The USS Mars (AFS‑1) was laid down by the National Steel and Shipbuilding Company in San Diego, California, on 5 May 1962; launched on 15 June 1963, commissioned at Long Beach Naval Shipyard on 21 December 1963, with Captain Russel C. Medley in command; and decommissioned on 19 February 1998. The USS Mars (AFS 1) was the first of a new class of supply ships designed to replace three distinct types: the AF (Store Ship), the AKS (Stores Issue Ship), and the AVS (Aviation Supply Ship).
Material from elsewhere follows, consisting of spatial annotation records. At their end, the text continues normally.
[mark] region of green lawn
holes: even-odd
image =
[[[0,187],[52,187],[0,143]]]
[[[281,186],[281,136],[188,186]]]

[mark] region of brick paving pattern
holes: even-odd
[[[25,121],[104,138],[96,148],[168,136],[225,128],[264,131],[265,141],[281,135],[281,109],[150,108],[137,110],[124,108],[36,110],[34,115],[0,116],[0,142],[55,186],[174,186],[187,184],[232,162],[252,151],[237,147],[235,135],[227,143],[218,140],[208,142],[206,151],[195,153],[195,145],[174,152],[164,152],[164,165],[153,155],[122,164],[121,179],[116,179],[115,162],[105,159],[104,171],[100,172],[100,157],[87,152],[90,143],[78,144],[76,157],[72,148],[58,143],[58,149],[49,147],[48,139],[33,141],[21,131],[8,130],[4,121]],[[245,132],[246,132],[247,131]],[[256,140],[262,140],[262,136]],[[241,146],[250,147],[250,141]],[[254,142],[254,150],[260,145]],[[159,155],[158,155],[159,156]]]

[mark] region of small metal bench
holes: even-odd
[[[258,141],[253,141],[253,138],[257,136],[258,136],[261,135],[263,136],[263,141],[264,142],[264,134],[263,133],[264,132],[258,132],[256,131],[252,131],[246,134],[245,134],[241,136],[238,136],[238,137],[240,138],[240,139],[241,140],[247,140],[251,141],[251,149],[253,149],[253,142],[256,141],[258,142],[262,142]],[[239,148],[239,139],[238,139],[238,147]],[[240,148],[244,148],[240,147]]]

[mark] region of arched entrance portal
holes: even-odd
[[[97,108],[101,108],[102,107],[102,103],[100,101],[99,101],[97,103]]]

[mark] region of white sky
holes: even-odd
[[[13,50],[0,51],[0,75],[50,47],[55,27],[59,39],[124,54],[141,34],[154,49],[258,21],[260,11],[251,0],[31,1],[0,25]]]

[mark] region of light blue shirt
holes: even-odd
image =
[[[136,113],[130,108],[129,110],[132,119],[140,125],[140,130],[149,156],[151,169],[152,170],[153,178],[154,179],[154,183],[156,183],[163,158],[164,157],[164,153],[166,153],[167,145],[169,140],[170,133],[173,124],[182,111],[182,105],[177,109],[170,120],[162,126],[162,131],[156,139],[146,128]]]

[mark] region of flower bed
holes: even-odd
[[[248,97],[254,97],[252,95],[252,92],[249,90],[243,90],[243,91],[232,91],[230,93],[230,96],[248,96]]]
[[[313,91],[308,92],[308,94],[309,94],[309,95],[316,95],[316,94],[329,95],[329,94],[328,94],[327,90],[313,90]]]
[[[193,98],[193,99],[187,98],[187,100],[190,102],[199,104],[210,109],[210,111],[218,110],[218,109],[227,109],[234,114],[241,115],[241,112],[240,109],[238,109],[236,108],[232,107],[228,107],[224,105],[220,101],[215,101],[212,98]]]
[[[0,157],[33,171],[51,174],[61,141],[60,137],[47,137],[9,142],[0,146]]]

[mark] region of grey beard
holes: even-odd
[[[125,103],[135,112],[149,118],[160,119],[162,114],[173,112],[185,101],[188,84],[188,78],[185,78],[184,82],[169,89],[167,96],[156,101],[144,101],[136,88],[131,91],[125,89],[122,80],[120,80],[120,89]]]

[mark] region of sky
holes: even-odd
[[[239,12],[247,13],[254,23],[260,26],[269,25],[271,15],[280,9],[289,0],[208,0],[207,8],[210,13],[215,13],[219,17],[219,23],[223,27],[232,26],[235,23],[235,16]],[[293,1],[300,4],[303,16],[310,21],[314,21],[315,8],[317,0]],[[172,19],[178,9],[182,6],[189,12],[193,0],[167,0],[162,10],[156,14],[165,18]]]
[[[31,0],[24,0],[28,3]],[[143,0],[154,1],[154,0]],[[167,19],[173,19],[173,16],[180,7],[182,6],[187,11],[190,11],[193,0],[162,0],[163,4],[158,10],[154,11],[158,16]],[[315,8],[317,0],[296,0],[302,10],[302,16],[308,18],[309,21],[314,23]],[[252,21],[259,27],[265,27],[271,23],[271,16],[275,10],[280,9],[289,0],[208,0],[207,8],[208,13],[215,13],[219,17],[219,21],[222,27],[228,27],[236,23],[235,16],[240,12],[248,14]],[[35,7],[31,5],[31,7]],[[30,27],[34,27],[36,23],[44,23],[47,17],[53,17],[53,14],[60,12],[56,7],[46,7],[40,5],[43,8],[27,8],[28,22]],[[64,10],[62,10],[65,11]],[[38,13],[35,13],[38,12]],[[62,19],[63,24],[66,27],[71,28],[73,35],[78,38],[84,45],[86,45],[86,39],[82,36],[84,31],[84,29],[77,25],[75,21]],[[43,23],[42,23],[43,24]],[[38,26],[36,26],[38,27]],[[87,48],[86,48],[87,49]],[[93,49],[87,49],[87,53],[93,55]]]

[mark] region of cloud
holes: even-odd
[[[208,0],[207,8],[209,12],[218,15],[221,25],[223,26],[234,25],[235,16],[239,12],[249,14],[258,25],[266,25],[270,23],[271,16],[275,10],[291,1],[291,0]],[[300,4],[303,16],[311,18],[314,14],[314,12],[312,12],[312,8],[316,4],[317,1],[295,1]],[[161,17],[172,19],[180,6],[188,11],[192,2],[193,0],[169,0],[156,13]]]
The capacity to accommodate CH-46/HH-46/UH-46 helicopters, as well as an autonomous Highline shuttle transfer system for quick supply transfers, were two breakthroughs. The USS Mars (AFS‑1) was the first ship in the Pacific Fleet to be outfitted with a UNIVAC 1104 computer system, which sped up replenishment operations. Asbestos aboard Navy ships was widespread since shipbuilders in the twentieth century routinely incorporated the material in various sections of the vessels. The asbestos lining in most areas of the ship might have done its own share of victims via the various lung disorders this mineral can contribute to. Members of the crew facing the biggest threat were working in the engine and propulsion rooms, pump room, and damage control room.